I want to track the global failure rates for jobs/tasks/stages across all nodes in the cluster. Currently the idea is to parse log files in HDFS written by the history server and obtain this data, but this seems clunky. Are there any better approaches? Ideally I would have access to this information per job submitted client side, but this doesn't seem to be the case.

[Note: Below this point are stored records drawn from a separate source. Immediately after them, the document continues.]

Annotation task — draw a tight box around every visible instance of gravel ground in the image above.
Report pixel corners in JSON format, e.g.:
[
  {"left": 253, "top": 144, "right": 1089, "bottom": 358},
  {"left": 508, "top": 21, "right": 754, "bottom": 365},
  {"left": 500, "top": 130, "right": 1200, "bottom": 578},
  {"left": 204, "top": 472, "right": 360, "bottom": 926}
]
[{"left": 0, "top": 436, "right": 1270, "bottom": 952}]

What is the recommended way to approach this?
Asked
Active
Viewed 215 times
1 Answers
1
One idea is to extend SparkListener and gather metrics around failures to wherever you want (e.g. push events to ELK).
Some useful events:
case class SparkListenerExecutorBlacklisted(
time: Long,
executorId: String,
taskFailures: Int)
extends SparkListenerEvent
case class SparkListenerExecutorBlacklistedForStage(
time: Long,
executorId: String,
taskFailures: Int,
stageId: Int,
stageAttemptId: Int)
extends SparkListenerEvent
case class SparkListenerNodeBlacklistedForStage(
time: Long,
hostId: String,
executorFailures: Int,
stageId: Int,
stageAttemptId: Int)
extends SparkListenerEvent
case class SparkListenerNodeBlacklisted(
time: Long,
hostId: String,
executorFailures: Int)
extends SparkListenerEvent
And listeners:
def onExecutorBlacklisted(executorBlacklisted: SparkListenerExecutorBlacklisted): Unit
def onExecutorBlacklistedForStage(executorBlacklistedForStage: SparkListenerExecutorBlacklistedForStage): Unit
def onNodeBlacklistedForStage(nodeBlacklistedForStage: SparkListenerNodeBlacklistedForStage): Unit
def onNodeBlacklisted(nodeBlacklisted: SparkListenerNodeBlacklisted): Unit
Note that you may subscribe the listener via Spark context's addSparkListener
. More details in this other Stack Overflow thread: How to implement custom job listener/tracker in Spark?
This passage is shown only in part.